Data were described using Descriptive Statistics. One-way analysis of variance (ANOVA) was used to compare the means of more than two groups, followed by the Tukey (HSD)post hoc test for multiple pairwise comparisons of variance. Two-tailed Student’s t-test and the Mann–Whitney test were used to compare the means of two groups. Pearson’s correlation was used to evaluate the relationship between the mean number of stings for alarm pheromone and paraffin mixed with IPA over the experimental period. The non-parametric Kruskal–Wallis test, followed by multiple pairwise comparisons of variance using Dunn’s procedure, was used to compare the means of more than two groups that were not normally distributed. The XLSTAT statistical software version 2007.8.04 was used to conduct the analysis with levels of significance set at 5%.

3. Results

3.1. Experiment 1: Evaluating the Defensive Behavior of Honey Bees among Bred Lines

3.1.1. Effects of Assay (Alarm Pheromone, Isopentyl Acetate/Paraffin, and Empty Suedes) on Time and Intensity of Recruitment of Honey Bees on the Suede

The recruitment time of honey bees towards an assay was used to describe the level at which respective assays could alert bees under the same visual cue and environmental conditions. The degree of the crowdedness of honey bees around assays showed the intensity of the alert. The intensity of recruitment varied from high (for alarm pheromone) to average (for isopentyl acetate/paraffin) to low (for the empty suede) (Table 2). Using the alarm pheromone test, the time of recruitment of honey bees was marginally significant among bred lines (F4,235 = 2.386, p = 0.052) (Table 2). Meanwhile, the time of recruitment varied significantly among bred lines when a mixture of paraffin and IPA was applied (F4,235 = 12.063, p < 0.0001) (Table 2). The time of recruitment for the control (empty suedes) did not differ significantly among bred lines (F4,92 = 0.105, p = 0.981) (Table 2). Within bred lines, the time of recruitment equally differed significantly between the three assays: line A (F2,116 = 79.457, p < 0.0001); line B (F2,111 = 86.603, p < 0.0001); Line C (F2,116 = 62.636, p < 0.0001); line D (F2,105 = 56.180, p < 0.0001); and line E (F2,114= 73.332, p < 0.0001).
Generally, the time of recruitment varied significantly among assays (F2,56 = 56.955, p < 0.0001). The mean time of recruitment for alarm pheromone, paraffin mixed with IPA, and the control was 6.52 s, 7.08 s, and 18.88 s, respectively (Figure 1). Similarly, the time of recruitment recorded for alarm pheromone and paraffin mixed with IPA differed significantly (t = 1.965, p = 0.0004).

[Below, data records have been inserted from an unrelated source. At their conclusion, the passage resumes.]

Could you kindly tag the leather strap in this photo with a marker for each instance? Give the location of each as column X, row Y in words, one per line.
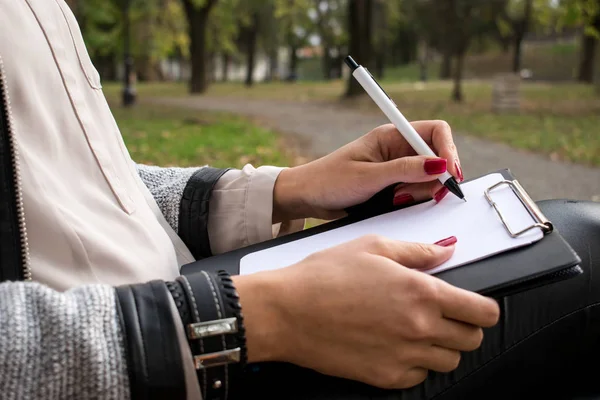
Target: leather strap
column 155, row 363
column 193, row 210
column 214, row 303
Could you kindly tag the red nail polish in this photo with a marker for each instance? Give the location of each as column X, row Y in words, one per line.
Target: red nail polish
column 459, row 171
column 435, row 166
column 401, row 199
column 441, row 194
column 447, row 242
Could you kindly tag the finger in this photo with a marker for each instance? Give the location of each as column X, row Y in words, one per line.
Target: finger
column 412, row 255
column 439, row 359
column 457, row 335
column 409, row 170
column 407, row 194
column 439, row 135
column 472, row 308
column 411, row 378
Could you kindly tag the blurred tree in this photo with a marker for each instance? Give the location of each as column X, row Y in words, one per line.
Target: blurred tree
column 360, row 29
column 330, row 18
column 197, row 12
column 586, row 14
column 518, row 16
column 157, row 30
column 387, row 17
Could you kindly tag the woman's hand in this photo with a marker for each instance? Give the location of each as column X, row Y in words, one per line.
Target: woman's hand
column 354, row 173
column 364, row 311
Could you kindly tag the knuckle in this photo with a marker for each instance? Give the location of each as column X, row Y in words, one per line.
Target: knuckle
column 386, row 377
column 428, row 291
column 409, row 380
column 376, row 243
column 425, row 250
column 453, row 362
column 443, row 125
column 420, row 328
column 477, row 338
column 494, row 314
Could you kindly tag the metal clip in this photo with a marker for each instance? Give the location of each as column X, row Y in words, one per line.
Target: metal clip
column 541, row 221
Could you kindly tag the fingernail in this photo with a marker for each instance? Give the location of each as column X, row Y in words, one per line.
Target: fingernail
column 449, row 241
column 440, row 194
column 435, row 166
column 401, row 199
column 459, row 171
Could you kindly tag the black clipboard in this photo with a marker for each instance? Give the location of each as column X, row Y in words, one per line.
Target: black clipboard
column 549, row 260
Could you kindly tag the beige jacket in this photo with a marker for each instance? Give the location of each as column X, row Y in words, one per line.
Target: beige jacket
column 89, row 216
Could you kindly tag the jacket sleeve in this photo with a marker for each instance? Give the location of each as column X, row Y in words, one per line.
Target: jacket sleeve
column 93, row 342
column 60, row 345
column 217, row 210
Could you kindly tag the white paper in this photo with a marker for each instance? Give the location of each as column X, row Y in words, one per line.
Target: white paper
column 476, row 225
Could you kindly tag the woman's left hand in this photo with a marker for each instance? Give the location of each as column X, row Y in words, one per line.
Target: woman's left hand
column 354, row 173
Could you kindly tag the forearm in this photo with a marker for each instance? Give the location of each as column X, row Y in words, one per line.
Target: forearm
column 215, row 210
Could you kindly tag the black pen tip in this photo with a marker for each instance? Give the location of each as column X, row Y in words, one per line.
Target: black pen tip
column 351, row 63
column 454, row 187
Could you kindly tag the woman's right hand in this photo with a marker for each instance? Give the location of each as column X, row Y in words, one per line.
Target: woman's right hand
column 364, row 311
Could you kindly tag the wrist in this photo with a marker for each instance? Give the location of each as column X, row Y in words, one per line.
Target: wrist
column 266, row 332
column 288, row 196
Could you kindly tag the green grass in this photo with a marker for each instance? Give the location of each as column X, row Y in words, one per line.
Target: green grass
column 165, row 136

However, the time difference in recruitment between alarm pheromone and paraffin mixed with IPA was relatively small (0.56 s) compared to that of the control (12.36 s) (Figure S2).

3.1.2. Behavioral Responses of Honey Bee Colonies to Different Assays

The behavioral response of honey bees, which culminated in a sting, varied according to assay and time of sampling (Figure 2). The results indicated that the mean number of stings for the three assays did not differ significantly at 10 s (F2,42 = 1.799, p = 0.178) but differed significantly at 30 s (F2,42 = 4.577, p = 0.016), 60 s (F2,42 = 5.082, p = 0.011), and 90 s (F2,42 = 6.983, p = 0.002) (Figure 2). Though no significant difference was found for the mean number of stings between alarm pheromone and paraffin mixed with IPA, it is evident that the mean number of stings was higher for alarm pheromone suedes compared to paraffin mixed with IPA suedes in all instances (Figure 2). This indicates that honey bees responded more to the alarm pheromone suedes than other suedes. The duration at which assays were exposed to honey bee colonies influenced their stinging response as the number of stings increased with the time of exposure (Figure 2).
Honey bees responded positively to the two chemical assays, but the rate of response was higher in response to alarm pheromone than paraffin mixed with IPA at all intervals (Figure 2). The mean number of stings for both chemical assays increased with increasing time of exposure. However, the degree of increase was higher in response to alarm pheromone suedes compared to those of paraffin mixed with IPA (Figure 3). A significantly positive correlation was recorded between honey bee response (number of stings) to the two chemical assays at different times of sampling (r = 0.848, p < 0.0001) (Figure 3).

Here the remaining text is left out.